Lauren Stewart, regional program director, Americas, at the Solidarity Center, called the protests a “significant moment,” particularly in the context of the “deep divisions that mar Haiti’s political landscape.”
“Haitian unions—a key segment of civil society—are united in their shared demand for a 1,500 gourde daily minimum wage, representing the first time that unions have coalesced around the same figure,” she told Sourcing Journal. “There is a growing consciousness among workers and their unions that the minimum wage must reflect the cost of living in order for workers to rise out of poverty, support themselves and their families, and remain in Haiti rather than seek a dignified livelihood elsewhere.”

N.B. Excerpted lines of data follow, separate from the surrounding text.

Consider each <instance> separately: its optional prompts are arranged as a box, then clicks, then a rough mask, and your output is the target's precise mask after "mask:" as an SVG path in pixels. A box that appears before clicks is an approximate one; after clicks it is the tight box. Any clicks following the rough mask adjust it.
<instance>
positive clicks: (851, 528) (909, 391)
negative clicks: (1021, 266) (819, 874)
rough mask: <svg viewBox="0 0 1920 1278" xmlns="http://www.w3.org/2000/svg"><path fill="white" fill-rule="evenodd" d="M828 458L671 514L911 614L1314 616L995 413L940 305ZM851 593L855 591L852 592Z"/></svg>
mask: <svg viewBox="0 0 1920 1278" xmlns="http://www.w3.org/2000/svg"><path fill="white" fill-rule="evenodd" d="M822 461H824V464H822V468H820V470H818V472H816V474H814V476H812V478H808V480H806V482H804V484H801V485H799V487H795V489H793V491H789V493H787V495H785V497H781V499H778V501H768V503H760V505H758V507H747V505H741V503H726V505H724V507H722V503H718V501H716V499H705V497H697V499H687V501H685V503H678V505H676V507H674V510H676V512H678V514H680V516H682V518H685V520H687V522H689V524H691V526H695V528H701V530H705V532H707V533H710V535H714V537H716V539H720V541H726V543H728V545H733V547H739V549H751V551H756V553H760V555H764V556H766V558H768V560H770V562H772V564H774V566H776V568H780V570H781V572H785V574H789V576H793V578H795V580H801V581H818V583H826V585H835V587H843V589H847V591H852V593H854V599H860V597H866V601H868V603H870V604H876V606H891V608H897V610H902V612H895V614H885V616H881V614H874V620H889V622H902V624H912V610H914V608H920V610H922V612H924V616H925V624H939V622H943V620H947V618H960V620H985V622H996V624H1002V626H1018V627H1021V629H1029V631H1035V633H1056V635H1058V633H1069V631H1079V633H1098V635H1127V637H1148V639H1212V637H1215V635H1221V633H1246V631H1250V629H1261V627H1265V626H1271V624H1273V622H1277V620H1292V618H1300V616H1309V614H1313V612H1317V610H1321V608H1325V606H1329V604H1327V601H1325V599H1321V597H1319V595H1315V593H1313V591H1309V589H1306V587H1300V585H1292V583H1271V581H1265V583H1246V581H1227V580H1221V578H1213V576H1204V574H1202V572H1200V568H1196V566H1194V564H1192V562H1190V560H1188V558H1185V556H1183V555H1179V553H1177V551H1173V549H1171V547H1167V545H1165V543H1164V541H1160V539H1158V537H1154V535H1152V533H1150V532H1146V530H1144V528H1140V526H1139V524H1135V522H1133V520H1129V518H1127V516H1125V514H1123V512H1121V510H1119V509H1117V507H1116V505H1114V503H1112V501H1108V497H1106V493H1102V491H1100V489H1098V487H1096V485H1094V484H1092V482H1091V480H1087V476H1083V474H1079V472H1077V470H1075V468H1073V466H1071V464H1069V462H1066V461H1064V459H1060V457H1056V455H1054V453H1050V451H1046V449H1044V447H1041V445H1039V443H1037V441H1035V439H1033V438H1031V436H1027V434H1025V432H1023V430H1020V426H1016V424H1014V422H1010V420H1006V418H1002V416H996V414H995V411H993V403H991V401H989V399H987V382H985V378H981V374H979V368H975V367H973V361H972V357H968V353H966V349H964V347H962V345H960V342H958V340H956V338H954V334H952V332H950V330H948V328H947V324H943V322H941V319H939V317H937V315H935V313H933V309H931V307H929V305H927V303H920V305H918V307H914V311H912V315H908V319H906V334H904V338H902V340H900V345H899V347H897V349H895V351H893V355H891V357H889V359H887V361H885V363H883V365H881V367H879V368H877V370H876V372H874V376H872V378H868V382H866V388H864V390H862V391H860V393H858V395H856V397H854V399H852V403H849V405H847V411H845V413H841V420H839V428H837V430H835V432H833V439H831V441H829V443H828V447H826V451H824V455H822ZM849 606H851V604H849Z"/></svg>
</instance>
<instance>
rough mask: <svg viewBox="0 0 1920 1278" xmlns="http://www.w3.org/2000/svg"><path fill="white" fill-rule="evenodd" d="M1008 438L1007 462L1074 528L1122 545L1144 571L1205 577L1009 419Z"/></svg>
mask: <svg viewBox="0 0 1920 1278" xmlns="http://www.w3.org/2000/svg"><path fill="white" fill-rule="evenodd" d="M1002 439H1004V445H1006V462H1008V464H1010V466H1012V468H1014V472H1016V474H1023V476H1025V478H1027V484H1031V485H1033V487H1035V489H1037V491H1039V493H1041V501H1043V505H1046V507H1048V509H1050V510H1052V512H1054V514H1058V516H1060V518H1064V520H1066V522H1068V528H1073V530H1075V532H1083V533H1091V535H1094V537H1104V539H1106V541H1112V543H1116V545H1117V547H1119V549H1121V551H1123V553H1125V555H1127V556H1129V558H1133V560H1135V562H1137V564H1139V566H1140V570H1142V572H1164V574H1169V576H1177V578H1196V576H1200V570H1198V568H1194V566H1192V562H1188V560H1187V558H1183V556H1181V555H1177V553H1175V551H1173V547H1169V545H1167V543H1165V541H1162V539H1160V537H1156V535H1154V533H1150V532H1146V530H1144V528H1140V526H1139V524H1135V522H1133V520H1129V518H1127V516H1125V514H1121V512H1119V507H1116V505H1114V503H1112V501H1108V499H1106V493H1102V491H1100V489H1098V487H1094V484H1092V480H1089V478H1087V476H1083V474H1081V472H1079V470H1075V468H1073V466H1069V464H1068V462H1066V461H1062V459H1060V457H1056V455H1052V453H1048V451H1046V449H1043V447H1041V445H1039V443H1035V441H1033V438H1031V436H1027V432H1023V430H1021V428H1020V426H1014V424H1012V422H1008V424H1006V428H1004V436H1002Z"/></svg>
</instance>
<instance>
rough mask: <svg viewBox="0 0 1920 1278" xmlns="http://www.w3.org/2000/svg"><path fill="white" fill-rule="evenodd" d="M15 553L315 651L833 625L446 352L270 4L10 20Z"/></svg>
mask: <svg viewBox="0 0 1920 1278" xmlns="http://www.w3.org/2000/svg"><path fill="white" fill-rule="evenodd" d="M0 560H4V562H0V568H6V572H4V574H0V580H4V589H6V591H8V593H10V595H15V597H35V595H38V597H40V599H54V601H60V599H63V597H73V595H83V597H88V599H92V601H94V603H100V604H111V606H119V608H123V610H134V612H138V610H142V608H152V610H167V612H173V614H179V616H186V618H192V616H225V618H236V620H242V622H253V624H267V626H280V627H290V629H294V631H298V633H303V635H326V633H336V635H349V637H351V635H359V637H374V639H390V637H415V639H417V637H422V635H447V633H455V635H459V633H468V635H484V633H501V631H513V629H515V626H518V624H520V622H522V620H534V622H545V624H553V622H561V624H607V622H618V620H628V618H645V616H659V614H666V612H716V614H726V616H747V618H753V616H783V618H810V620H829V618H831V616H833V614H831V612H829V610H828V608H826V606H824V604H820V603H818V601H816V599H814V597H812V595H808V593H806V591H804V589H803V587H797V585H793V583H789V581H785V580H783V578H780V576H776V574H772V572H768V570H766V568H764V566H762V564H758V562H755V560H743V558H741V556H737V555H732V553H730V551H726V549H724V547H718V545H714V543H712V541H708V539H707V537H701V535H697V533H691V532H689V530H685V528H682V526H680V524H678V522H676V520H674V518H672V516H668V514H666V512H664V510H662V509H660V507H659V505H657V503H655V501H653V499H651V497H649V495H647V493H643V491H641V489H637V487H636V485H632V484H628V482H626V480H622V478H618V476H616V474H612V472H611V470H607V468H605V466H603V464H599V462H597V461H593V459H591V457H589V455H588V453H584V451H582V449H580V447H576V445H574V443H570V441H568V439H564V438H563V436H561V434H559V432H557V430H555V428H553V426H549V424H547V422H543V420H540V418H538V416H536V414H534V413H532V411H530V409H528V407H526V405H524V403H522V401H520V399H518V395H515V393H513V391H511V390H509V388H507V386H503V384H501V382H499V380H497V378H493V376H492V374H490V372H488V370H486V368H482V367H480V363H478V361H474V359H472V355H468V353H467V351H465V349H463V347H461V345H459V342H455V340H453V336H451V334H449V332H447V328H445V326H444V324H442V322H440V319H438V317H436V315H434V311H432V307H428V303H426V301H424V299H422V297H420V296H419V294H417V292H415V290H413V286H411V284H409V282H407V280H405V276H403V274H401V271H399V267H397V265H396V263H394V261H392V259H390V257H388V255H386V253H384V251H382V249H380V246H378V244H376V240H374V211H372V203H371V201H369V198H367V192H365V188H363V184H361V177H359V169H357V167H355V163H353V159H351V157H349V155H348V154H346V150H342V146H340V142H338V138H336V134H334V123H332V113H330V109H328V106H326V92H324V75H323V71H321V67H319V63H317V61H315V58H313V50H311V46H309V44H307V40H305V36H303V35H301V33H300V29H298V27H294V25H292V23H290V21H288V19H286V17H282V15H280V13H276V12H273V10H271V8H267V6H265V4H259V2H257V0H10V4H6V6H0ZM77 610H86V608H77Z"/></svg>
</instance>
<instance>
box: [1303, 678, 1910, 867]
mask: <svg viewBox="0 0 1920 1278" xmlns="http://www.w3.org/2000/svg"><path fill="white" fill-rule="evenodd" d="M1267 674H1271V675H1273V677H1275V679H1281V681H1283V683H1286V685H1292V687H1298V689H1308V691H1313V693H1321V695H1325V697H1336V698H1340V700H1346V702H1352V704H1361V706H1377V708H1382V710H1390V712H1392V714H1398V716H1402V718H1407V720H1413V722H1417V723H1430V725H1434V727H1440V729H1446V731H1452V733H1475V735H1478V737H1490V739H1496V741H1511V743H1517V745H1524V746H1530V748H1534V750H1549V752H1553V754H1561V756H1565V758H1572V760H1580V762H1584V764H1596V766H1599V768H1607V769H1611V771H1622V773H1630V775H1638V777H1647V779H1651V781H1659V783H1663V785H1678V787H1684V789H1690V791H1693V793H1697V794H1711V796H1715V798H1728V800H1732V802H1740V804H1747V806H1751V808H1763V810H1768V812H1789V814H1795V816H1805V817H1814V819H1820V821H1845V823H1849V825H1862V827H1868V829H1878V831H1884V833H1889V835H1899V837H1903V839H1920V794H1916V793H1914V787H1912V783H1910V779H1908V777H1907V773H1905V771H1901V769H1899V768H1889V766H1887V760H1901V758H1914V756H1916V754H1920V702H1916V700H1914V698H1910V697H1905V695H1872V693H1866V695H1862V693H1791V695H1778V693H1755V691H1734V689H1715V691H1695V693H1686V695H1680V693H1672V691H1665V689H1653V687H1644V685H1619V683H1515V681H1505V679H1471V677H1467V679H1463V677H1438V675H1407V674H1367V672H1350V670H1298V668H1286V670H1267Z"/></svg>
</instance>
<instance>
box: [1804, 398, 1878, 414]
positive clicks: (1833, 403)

According to a recent survey by the labor nonprofit, the minimum wage for a 48-hour week covers less than a quarter of what workers require to adequately provide for themselves and their families. Many of them end up spending more than half of their earnings just on transportation to and from work, plus a modest lunch to stay fueled.
Factory ownership in Haiti typically falls under one of three categories: North and South American, Asian (mostly South Koreans) and Haitian. “Foreigners” have expressed a greater willingness to pay a higher minimum wage, Lafontant said. “But the Haitian owners do not want that. Instead, they are lobbying before the government and doing everything possible to stop an eventual raise.”
This includes dismissing workers who fight against unfair labor practices, which Centri Group, a Better Work-affiliated manufacturer that supplies to Gildan Activewear, according to trade data, recently did to 60 of its employees, he added. (Better Work and Gildan did not immediately respond to requests for comment.)
IndustriALL Global Union, which counts GOSTTRA as an affiliate, has warned the Haitian government that multinational brands and retailers are under increasing pressure to ensure due diligence in their supply chains.
“Paying starvation wages and repressing workers who protest is severely damaging Haiti’s reputation as an acceptable country in which to do business, “a representative told Sourcing Journal. “We are urging the Prime Minister to engage in meaningful dialogue with the signatory unions with a view to adjusting the minimum wage. We are also calling on the government to take urgent steps to ensure national laws and international standards are upheld in the garment industry.”
A critical sector, garments account for 80 percent to 90 percent of Haiti’s exports, most of which is destined for the United States, where the country will receive apparel trade preferences under the Caribbean Basin Economic Recovery Act through at least 2030. In 2020, the United States imported $837 million in goods from Haiti, some 95 percent of which was apparel.
Lafontant said that the support of multinational brands and retailers would be “very significant” to the fight for better wages. Brands such as Gap, Gildan and Hanesbrands—all major buyers—could call on factory workers to be more equitable in their sharing of the wealth they help make. A 30 percent cut of profits, for instance, would make a life-changing difference.
“If they really push for an improvement in the sector, the government will have no other option than adjusting the wage,” he said.
The brands did not immediately respond to emails seeking comment, though the American Apparel & Footwear Association (AAFA), a trade group that represents many U.S. companies, said it and its members support a “thorough minimum wage review mechanism” that includes all stakeholders, so that any resulting minimum wage “reflects the reality on the ground and supports workers.” AAFA, president and CEO Steve Lamar, told Sourcing Journal, has advocated for similar mechanisms in other countries.